2/12 Writing Center Orientation (tentative)
3/2 Essay #1 due
Various dates Performance: Walls, CCBC Essex Bldg B
Theatre, Mar. 22, 23, 24 @ 8pm,
Mar. 23, 26 @ 2pm, Mar. 27 @ 10am,
$4 student admission
3/26 Library Orientation (tentative)
4/6-4/15 SPRING BREAK
4/20 Essay #2 due
5/14 Essay #3 due
HINTS FOR SUCCESS
Here are some tips you should follow which will help you to succeed in this course:
- Set aside a specific time each week to work on this course. The estimated amount of time you should spend is 4 hours/week, more in summer/winter condensed semesters.
- Keep in touch with me and your classmates by frequently checking your course e-mail, bulletin board, and calendar. This will help build a sense of community among us. Using the various communications tools provided in this course effectively is the same as "raising your hand" and participating in class discussions.

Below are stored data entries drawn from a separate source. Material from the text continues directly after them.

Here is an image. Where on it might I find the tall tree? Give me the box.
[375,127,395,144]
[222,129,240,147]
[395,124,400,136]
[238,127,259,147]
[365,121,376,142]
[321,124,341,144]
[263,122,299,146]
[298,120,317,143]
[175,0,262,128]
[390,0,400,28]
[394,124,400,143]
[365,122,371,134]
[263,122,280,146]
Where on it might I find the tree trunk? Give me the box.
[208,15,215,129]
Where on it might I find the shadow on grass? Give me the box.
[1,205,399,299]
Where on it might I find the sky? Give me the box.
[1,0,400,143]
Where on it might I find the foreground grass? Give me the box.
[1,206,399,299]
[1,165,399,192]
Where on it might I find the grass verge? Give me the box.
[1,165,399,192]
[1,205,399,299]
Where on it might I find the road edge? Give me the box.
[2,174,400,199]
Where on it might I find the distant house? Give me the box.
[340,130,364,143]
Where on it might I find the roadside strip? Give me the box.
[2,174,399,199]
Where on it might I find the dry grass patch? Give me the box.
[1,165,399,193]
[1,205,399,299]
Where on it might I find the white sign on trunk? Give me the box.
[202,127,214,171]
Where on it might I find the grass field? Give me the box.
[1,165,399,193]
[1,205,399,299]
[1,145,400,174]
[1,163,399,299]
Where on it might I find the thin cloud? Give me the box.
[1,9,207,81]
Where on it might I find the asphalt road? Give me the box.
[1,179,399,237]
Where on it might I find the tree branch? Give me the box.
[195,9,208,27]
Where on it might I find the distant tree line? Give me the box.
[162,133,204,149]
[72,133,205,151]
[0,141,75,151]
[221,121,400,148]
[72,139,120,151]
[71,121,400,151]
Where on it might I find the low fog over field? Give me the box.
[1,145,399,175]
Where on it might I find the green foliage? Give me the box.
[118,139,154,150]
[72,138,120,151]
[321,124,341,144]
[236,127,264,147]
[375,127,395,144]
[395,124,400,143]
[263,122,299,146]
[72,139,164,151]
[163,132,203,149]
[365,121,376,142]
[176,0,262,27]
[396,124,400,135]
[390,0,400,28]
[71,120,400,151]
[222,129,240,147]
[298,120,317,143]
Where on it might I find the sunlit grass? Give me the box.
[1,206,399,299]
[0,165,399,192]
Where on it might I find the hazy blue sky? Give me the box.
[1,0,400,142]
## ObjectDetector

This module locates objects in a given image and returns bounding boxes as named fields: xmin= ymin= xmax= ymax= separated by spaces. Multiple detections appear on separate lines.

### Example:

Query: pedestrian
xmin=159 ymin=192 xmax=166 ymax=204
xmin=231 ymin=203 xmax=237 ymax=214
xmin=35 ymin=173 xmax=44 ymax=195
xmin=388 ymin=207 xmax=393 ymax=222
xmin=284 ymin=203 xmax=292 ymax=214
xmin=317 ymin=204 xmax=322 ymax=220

- Be aware of the time lag that is inherent in most on-line courses. Although the communications tools make it appear that the transfer of information such as assignments is "instantaneous", it does not mean that the reply will be instantaneous. One of the hardest things about an on-line course is becoming comfortable with its asynchronous nature. In general, expect assignments to be returned within one week .
- Familiarize yourself with published deadlines.

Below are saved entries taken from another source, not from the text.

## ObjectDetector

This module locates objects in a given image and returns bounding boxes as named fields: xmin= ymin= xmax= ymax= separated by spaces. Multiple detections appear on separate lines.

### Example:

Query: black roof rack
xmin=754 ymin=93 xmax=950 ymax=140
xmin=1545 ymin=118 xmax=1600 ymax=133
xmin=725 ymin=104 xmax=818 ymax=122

- Ask for help when you need it.
- Remember that there are traditional ways for keeping in touch. Use the telephone, a fax, or make an appointment to meet with me on campus.
- Work off-line and save your assignments on your computer before submitting them electronically. You can use the saved version of your work to copy and paste to an on-line assignment or you can attach the saved file to an e-mail or bulletin board message. This will prevent a lot of frustration should your Internet connection or your system "fail".